What makes this planet more interesting than average is its location: At 21 million kilometers from its star, it's getting about the same amount of sunlight from its host star (which, remember, is quite a bit fainter and cooler than the Sun) as Earth does. That means it's in the star’s habitable zone, where liquid water could exist.
Stress "could." Mind you, technically Venus and Mars are both in the Sun's habitable zone, and stepping out on the surface of either would kill you dead quite rapidly. Hence my earlier announcement.
What becomes so very interesting about a planet like this is that it has a thick atmosphere and it transits its star (meaning it passes directly between us and the star, creating a mini-eclipse). When it transits, starlight passes through the upper layers of its atmosphere on the way to Earth. That's a big opportunity for astronomers, because different atoms and molecules in the air there absorb very specific (wavelengths) colors of light. If we observe the planet as it transits, those substances will block those colors, making them detectable!
That's what a team of astronomers did. Using Hubble, they observed K2-18b transiting the star 8 different times, looking for changes in the spectrum due to any gases. Not too surprisingly, they found the atmosphere was mostly hydrogen, consistent with it being more like Neptune than Earth. But, moreover, they saw something else that was intriguing: They found evidence of water vapor in the planet's atmosphere.
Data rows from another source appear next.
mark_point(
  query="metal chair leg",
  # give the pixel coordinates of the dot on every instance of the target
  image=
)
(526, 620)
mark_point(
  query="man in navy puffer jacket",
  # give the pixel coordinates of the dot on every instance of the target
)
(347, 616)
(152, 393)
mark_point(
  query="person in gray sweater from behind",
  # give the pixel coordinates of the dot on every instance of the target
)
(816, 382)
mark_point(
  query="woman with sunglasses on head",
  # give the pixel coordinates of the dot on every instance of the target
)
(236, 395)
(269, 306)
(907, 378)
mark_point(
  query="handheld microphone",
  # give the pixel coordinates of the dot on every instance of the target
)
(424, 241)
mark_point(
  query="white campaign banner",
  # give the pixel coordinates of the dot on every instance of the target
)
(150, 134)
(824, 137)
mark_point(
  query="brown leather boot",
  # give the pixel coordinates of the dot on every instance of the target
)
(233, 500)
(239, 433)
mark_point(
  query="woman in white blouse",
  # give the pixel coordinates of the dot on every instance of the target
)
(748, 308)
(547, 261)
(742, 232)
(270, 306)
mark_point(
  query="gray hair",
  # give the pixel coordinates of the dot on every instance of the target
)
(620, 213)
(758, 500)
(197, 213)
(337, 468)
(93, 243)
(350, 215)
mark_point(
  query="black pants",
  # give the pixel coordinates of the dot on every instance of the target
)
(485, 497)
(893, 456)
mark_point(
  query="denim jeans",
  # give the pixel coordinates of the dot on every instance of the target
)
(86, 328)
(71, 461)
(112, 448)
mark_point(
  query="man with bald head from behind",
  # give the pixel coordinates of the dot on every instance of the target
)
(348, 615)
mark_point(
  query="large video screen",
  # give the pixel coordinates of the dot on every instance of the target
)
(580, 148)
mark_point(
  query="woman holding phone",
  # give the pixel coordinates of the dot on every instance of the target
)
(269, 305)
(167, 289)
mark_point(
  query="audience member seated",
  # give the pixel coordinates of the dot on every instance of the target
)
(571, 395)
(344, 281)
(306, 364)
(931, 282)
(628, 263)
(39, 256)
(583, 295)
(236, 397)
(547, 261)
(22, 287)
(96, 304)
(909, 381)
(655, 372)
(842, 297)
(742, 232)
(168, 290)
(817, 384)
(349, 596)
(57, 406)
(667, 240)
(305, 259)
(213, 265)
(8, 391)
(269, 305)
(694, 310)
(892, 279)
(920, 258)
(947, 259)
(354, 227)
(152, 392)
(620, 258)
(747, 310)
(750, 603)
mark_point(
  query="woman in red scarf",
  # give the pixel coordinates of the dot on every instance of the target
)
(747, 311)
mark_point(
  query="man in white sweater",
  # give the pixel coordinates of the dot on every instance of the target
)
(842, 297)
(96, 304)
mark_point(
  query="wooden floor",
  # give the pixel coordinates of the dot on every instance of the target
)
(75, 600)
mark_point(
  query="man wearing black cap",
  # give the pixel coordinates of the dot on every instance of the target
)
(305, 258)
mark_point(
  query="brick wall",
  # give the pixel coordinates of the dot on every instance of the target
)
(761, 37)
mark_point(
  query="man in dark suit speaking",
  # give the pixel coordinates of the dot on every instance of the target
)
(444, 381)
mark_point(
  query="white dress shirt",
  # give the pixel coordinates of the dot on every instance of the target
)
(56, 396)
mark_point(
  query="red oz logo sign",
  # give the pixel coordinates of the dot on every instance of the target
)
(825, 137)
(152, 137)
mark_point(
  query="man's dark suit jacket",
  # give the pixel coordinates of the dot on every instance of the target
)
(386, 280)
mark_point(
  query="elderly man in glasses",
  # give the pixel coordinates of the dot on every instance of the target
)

That's very cool! Mind you, the presence of water vapor has been seen in other exoplanets (like say this one), but this is the first time it's been seen in an exoplanet in its star's habitable zone. Given the temperature at the top of the clouds, the authors find it's possible that the water could condense into droplets and rain downward. Whether they make it down to any surface is another matter entirely (if it even has a surface; gas giants don't).
But the more important aspect of all this is that these observations show that finding water vapor in the atmospheres of temperate planets is possible. This planet is large and has a thick atmosphere, making it easier, but in principle planets the same size and temperature as Earth could be analyzed this way as well. We like to hear about water vapor because life on Earth depends on it — and to be honest it does make a great medium for life to develop, so if we are looking for signatures of life on other planets, having water in its atmosphere is a decent place to start.
This will also get easier as our telescopes grow larger, like with the James Webb Space Telescope that will launch eventually. We're actually pretty good at finding planets, and it's clear we're getting better at characterizing them.
That's what I find exciting. We're still in the early stages of this whole exoplanet business, and there's a whole lot of future ahead of us.